Tables 1 and 2 show the properties of the manufactured resin tube, such as the resin, the manufacturing conditions, and the shape resilience described above. In the examples of the present invention in which the diameter reduction ratio is 3% or more, excellent characteristics are obtained. Particularly good properties were obtained when polyolefin, polyethylene, cross-linked polyethylene, polypropylene, and ionomer were used as the resin.

Further, it has been confirmed that the expansion rate increases depending on the diameter reduction rate, but when the diameter reduction rate is small, the shape restorability is good but the dimensional stability is inferior.

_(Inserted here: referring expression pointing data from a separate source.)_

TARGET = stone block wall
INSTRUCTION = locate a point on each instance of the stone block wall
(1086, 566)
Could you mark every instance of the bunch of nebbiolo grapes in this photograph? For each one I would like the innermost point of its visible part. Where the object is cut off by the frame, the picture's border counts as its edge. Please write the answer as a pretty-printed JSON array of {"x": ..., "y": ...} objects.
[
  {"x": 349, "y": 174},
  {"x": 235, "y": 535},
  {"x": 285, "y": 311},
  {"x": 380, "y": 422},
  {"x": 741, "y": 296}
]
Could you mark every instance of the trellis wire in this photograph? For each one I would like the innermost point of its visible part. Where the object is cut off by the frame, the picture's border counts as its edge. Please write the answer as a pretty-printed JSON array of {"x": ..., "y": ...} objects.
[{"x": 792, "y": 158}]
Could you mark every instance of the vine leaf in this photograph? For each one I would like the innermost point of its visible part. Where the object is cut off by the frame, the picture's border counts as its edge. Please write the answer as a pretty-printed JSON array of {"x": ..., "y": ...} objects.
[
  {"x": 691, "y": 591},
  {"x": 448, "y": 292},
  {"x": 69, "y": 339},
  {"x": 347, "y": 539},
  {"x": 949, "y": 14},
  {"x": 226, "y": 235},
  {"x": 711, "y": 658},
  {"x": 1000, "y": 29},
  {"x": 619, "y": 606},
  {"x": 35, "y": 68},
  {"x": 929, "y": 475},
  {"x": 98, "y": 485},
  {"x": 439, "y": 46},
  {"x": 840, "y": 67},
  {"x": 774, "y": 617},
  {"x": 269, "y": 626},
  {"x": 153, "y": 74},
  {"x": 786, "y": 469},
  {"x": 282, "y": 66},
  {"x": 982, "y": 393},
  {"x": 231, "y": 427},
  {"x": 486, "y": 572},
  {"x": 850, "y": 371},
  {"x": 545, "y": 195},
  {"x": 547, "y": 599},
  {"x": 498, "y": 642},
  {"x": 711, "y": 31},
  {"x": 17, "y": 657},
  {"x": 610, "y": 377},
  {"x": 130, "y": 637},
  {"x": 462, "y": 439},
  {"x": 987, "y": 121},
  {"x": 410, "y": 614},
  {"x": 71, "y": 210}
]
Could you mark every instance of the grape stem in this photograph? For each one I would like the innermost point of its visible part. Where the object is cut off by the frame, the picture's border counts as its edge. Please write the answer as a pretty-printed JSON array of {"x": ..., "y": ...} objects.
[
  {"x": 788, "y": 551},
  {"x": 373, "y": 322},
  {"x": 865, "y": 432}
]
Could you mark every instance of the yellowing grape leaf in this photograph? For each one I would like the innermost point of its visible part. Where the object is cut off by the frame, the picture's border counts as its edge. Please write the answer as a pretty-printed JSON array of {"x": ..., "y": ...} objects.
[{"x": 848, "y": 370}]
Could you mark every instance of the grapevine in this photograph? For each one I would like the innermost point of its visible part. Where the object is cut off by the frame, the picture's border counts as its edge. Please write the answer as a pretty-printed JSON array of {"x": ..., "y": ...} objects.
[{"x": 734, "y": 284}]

In Table 1, irregularities were observed on the surface of the resin tube in Examples 10 to 15 and 18, but were not observed in Examples 29 to 42.

[0043]

[Table 1]

[0044]

[Table 2]

[0045]

[Table 3]

[0046]

[Table 4]

[0047]

According to the present invention, a resin tube having excellent shape resilience can be manufactured with high productivity using inexpensive resin, and is extremely useful in industry.

[Brief description of the drawings]

FIG. 1 is a diagram schematically showing a resin pipe production line to which the present invention is applied.

[Explanation of symbols]

 DESCRIPTION OF SYMBOLS 1 ... Extruder, 2 ... Extrusion die (die), 3 ... Preliminary water cooling device, 4 ... Vacuum cooling device, 5 ... Take-off machine, 6 ... Thermoplastic resin.

──────────────────────────────────────────────────続 き Continued on the front page (51) Int.Cl. ⁷ Identification code FI Theme coat ゛ (Reference) B32B 1/08 B32B 1/08 A 15/08 15/08 K 27/32 27/32 E F16L 9/12 F16L 9/12 // B29K 23:00 B29K 23:00 105: 02 105: 02 B29L 9:00 B29L 9:00 23:00 23:00 (72) Inventor Yasuhiro Harada 1-1-1 Marunouchi, Chiyoda-ku, Tokyo No. 2 Inside Nippon Kokan Co., Ltd. (72) Inventor Akihiko Furuta 1-2-2 Marunouchi, Chiyoda-ku, Tokyo F-term (in reference) 3H111 AA01 BA02 BA15 BA34 CA52 CA53 CB02 CB03 CB08 DA08 DA26 DB03 DB05 EA04 4F100 AB01C AK03A AK04A AK07A AK70A AK70B BA02 BA03 BA07 BA10B BA10C DA11 EJ05A EJ462 JA11B JB20A JL02 JL15 4F207 AA03 AA04 AA11 AA22 AD03 AD12 AE01 AG03 A04 A08 A04 A08 A04 A04 A08 AA11 A04 A08 AA81 A04 A08 AA81 A02 A08 AA11 A04 A08 AA81 A02 D03 AD12 AE01 AG03 AG08 AH81 AK01 RA03 RC03 RC04 RG01 RG05 RG07 RG09 RG24 RG43 RG62 4F211 AA03 AA04 AA11 AA22 AD03 AD12 AE01 AG03 AG08 AH81 AK01 SA13 SC03 SD04 SD11 SD16 SG01 SH06 SP20 SP28

Claims (4)

[Claims] 1. A method for manufacturing a resin tube for extruding a thermoplastic resin from an extrusion die, comprising: fixing a molten thermoplastic resin at a diameter reduction ratio of 3% or more downstream of the extrusion die. A method for manufacturing a resin tube. However, diameter reduction ratio (%): 100 × (D−d) / D where D: outer inner diameter of extrusion die d: outer diameter of resin tube 2. The method according to claim 1, wherein the thermoplastic resin is any one of polyolefin, polyethylene, cross-linked polyethylene, polypropylene, and ionomer resin.
The method for producing a resin tube according to the above. 3. A resin in which a thermoplastic resin in a molten state downstream of an extrusion mold comprises a multilayer, an inner layer of which is any one of polyethylene, cross-linked polyethylene or polypropylene, and an outer layer having a lower crystallinity than the inner layer. The method for manufacturing a resin tube according to claim 1, wherein: 4. An inner surface, wherein a resin tube manufactured by the method according to claim 1 is disposed inside a steel tube, and thereafter, the resin tube is heated to form an inner surface lining layer. Resin-lined steel pipe.